A sweeping federal rule intended to slash carbon-dioxide emissions from power plants will have an uneven impact on the energy industry, boosting the outlook for some regions and companies while biting others.
Companies that produce coal and electric generators that rely on it for their main fuel will suffer, as will the areas that produce it, analysts said Monday as the plan was formally released by the Environmental Protection Agency. The regulation appears likely to burnish the earnings of companies that own nuclear-power plants and modern natural-gas generators, which emit far less greenhouse gases than coal-fired plants.
The rule calls for the nation to get 28% of its electricity from renewable resources by 2030, versus 13% last year. States will have to submit plans to cut their carbon output by 2018 and meet their first targets for reductions by 2022.
EPA is targeting coal-fired electric generation as it produces about 80% of the industry’s carbon-dioxide pollution. But coal producers and users have already been under stress because many power producers have shifted to inexpensive natural gas and there has been little growth in demand for electricity.
The coal giant Alpha Natural Resources filed for bankruptcy protection Monday, having lost money in 14 straight quarters. Its stock market value has fallen from $20 billion in 2011 to under $8 million on Monday. Rivals Patriot Coal Corp, Xinergy Ltd. andWalter Energy Inc. have also sought bankruptcy protection.
“The timing is coincidental, but it does represent ill-advised regulation that will create greater challenges for our industry, and America’s energy consumers,” a spokesman for Alpha said of the filing. Walter Energy declined to comment. Xinergy and Patriot didn’t return calls seeking comment.
Analysts said coal firms that operate in Appalachia, such as Alpha, with mostly underground mines have a bigger disadvantage than companies like St. Louis-based Peabody Energy Corp. with its open-pit mines in Wyoming’s Powder River Basin.
“Companies with lower-cost assets out West will do better, but as far as the coal companies go, nobody wins,” said Bob Hodge, an analyst with IHS Global Energy. “You can’t put a smiley face on this. As far as industry goes, it’s who becomes the smallest loser.”
The effect on utilities will vary in part by which states they operate in—and under what kind of regulatory structure. In states that still tightly regulate electric companies, even big coal-burning utilities could come out all right if regulators permit them to continue to charge customers for the costs of power plants that have been idled under the rule.
Companies that sell electricity into the nation’s deregulated markets—California, Texas, New York, New England and several states in the Midwest and mid-Atlantic regions—face the biggest challenge, in part because they cannot recoup costs through regulatory rulings.
Some states may impose a price on carbon emissions, raising the cost of power from the most-polluting fossil-fuel plants.
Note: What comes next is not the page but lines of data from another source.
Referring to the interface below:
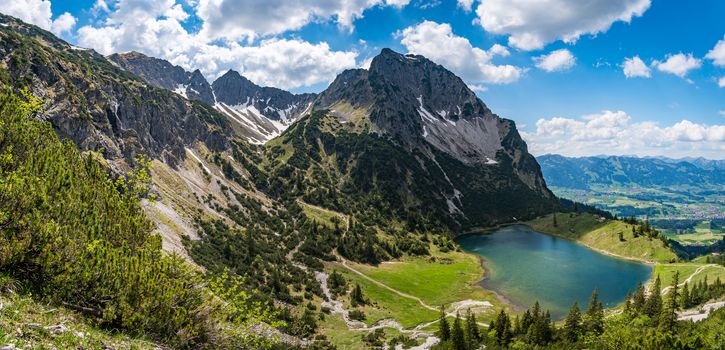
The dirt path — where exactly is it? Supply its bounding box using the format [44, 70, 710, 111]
[661, 264, 724, 295]
[337, 258, 490, 328]
[285, 244, 496, 349]
[677, 300, 725, 322]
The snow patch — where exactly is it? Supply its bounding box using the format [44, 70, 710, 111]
[173, 84, 188, 99]
[485, 157, 498, 165]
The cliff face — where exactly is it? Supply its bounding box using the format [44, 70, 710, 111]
[315, 48, 552, 198]
[107, 52, 317, 144]
[0, 14, 228, 168]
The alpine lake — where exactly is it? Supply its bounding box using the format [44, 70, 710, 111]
[456, 225, 652, 319]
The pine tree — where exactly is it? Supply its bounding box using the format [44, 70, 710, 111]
[563, 301, 582, 342]
[659, 271, 679, 333]
[464, 308, 480, 349]
[553, 213, 558, 227]
[633, 282, 646, 312]
[584, 289, 604, 335]
[644, 275, 663, 321]
[351, 283, 365, 307]
[520, 309, 533, 335]
[438, 306, 451, 341]
[450, 313, 466, 350]
[494, 309, 512, 347]
[624, 290, 632, 312]
[680, 282, 690, 309]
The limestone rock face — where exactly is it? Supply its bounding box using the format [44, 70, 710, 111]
[316, 48, 550, 195]
[0, 14, 228, 168]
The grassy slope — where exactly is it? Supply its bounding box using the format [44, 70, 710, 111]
[298, 201, 349, 229]
[347, 247, 506, 323]
[523, 213, 677, 263]
[330, 264, 439, 328]
[0, 293, 156, 349]
[653, 264, 725, 289]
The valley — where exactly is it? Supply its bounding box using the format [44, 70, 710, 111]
[538, 155, 725, 249]
[0, 11, 724, 350]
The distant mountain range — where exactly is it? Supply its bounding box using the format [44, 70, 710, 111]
[537, 154, 725, 190]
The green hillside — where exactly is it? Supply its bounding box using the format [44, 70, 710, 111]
[524, 213, 677, 263]
[0, 90, 276, 349]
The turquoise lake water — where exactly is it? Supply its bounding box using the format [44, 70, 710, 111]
[455, 225, 652, 319]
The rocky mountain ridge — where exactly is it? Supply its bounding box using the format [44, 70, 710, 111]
[107, 52, 316, 144]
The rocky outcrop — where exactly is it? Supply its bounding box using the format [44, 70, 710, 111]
[107, 52, 316, 144]
[212, 70, 316, 123]
[316, 48, 551, 196]
[108, 51, 216, 105]
[0, 14, 228, 168]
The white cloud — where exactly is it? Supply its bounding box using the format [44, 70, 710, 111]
[622, 56, 651, 78]
[718, 76, 725, 88]
[0, 0, 53, 29]
[534, 49, 575, 72]
[474, 0, 650, 50]
[195, 0, 408, 42]
[50, 12, 77, 35]
[719, 110, 725, 117]
[706, 35, 725, 67]
[457, 0, 474, 12]
[191, 39, 358, 88]
[0, 0, 77, 35]
[468, 84, 488, 92]
[399, 21, 523, 84]
[653, 53, 701, 78]
[75, 0, 358, 90]
[521, 110, 725, 159]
Instead of running most of the time, older coal plants would operate less often, making it hard to cover their costs.
Setting a price on carbon “would unambiguously benefit nuclear generators and renewable generators whose costs would not rise,” said Hugh Wynne, senior analyst at Sanford C. Bernstein & Co. in New York. “It would raise the cost of coal power more than gas power.”
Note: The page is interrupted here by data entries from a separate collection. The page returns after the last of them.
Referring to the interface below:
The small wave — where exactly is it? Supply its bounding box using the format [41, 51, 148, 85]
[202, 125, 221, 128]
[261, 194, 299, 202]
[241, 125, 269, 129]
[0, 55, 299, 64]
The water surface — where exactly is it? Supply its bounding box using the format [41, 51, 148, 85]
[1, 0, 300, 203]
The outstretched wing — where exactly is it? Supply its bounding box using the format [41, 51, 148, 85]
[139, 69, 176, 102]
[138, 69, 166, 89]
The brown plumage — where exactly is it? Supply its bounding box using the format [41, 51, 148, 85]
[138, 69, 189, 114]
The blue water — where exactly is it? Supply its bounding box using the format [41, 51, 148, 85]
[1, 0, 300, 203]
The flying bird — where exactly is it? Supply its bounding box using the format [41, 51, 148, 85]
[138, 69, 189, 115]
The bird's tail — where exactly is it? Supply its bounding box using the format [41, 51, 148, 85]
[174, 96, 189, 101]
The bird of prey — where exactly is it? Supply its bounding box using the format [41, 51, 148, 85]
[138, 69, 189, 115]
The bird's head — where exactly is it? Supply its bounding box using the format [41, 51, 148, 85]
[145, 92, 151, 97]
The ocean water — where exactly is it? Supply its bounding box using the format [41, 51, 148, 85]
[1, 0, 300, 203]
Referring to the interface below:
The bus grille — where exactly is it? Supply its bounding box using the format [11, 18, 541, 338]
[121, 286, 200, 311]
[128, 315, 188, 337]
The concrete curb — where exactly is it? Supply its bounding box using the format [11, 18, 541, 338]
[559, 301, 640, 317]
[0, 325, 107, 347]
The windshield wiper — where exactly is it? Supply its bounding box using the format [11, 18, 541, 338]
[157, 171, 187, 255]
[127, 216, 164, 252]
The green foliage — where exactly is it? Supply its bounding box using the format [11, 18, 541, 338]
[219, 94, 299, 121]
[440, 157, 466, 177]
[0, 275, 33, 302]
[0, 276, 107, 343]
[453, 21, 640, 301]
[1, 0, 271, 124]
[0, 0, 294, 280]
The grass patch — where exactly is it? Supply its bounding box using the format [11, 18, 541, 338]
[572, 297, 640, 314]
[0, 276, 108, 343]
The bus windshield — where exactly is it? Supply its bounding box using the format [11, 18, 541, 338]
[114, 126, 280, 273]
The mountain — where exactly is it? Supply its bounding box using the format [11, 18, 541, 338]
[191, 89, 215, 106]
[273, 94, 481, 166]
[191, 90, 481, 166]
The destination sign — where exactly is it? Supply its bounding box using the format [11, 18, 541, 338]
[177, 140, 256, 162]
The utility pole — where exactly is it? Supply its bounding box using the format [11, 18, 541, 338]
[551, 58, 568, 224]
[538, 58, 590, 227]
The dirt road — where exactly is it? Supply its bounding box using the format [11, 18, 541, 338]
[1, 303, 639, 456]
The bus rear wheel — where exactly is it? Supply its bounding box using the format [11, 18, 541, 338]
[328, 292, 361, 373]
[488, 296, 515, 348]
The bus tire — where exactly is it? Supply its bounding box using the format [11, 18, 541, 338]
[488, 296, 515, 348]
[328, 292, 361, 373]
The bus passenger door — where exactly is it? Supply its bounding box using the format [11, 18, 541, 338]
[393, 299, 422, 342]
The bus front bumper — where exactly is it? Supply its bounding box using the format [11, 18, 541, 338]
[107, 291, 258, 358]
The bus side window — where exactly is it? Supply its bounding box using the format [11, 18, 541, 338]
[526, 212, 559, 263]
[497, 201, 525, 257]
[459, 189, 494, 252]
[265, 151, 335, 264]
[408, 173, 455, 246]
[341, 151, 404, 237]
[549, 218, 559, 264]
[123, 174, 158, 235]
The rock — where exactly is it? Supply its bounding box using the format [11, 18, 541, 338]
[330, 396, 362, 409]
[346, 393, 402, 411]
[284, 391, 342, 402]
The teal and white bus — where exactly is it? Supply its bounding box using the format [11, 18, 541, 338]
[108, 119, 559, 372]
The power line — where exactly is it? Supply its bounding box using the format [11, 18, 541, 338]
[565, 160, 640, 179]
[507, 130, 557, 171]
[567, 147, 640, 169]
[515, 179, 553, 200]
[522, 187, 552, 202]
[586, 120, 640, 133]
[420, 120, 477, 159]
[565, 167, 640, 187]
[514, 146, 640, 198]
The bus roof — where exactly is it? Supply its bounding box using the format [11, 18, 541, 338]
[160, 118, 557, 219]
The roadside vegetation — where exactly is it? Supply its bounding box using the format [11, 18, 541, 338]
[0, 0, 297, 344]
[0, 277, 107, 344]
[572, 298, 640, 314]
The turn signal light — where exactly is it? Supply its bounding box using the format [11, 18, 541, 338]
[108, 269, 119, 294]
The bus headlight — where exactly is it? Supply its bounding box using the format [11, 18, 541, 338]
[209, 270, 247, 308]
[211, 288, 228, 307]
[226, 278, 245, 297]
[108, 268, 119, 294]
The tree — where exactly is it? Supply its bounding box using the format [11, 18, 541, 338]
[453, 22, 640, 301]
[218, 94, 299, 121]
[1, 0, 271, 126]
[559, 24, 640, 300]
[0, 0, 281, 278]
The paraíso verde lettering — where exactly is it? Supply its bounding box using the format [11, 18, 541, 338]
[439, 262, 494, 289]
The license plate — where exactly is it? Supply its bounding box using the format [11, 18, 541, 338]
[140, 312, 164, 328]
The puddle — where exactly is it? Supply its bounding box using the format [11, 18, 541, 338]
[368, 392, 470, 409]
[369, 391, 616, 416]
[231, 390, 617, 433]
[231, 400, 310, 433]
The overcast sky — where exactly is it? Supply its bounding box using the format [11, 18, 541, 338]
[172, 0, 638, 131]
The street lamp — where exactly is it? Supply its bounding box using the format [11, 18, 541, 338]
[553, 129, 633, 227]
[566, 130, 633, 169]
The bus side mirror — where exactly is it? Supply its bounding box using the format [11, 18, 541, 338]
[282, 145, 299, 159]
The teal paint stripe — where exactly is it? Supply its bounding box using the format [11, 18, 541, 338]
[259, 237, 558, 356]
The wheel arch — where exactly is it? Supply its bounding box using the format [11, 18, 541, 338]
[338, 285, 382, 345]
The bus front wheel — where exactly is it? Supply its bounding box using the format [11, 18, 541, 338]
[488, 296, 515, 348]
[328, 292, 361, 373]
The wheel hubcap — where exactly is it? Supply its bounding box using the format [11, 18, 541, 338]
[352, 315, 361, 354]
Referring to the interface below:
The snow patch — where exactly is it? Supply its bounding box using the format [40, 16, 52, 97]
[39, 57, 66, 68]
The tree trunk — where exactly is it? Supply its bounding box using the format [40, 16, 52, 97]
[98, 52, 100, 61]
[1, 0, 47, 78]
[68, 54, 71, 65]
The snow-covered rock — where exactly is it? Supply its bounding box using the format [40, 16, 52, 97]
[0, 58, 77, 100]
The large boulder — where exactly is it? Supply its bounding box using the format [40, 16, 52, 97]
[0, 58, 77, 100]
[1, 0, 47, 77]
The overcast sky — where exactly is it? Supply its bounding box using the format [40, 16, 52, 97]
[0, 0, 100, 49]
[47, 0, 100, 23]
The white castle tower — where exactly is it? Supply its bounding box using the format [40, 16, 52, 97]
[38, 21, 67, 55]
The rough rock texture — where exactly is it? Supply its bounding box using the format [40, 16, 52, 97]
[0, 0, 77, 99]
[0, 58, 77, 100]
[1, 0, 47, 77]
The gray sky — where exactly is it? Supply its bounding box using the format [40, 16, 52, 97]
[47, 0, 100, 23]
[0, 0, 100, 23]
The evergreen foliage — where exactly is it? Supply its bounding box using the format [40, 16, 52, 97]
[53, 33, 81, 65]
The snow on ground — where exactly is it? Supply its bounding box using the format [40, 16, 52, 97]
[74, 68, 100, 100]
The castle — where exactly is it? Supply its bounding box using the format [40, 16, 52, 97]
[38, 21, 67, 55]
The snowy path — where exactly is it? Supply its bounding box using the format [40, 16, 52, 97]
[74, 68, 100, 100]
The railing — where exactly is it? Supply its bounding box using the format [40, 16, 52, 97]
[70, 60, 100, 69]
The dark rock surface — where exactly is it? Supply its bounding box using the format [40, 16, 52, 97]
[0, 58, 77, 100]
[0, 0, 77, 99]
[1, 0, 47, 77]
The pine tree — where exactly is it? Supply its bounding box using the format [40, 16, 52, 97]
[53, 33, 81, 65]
Sanford Bernstein called NRG Energy Inc. the biggest potential loser, saying that in some scenarios, the New Jersey company’s profits could tumble by half because most of its electricity comes from coal plants that are in EPA’s cross hairs.
David Crane, chief executive of NRG, said the profit analysis is premature. Impacts will ultimately depend on “what the states actually include in their individual implementation plans,” he said. “It may be several years before final state plans need to be filed, so it’s way too early to say what the impact on us or any company will be.”
The company has been focused on renewable energy for the last five years, he added.
Among the winners, according to Sanford Bernstein, are companies that own a lot of natural-gas plants that could produce more power than they do today, including Dynegy Inc. and Calpine Corp., both of Houston. Dynegy said it is sifting through details of plan.
Calpine chief executive Thad Hill said he thinks the plan will help his company though he noted, “with a lot of coal plants retiring, our generation already is running more.”
Most nuclear plants are generating as much electricity now as they can, but may benefit from higher prices for power, analysts said, citing Exelon Corp. of Chicago as a likely winner. Exelon said it still was reviewing the plan Monday.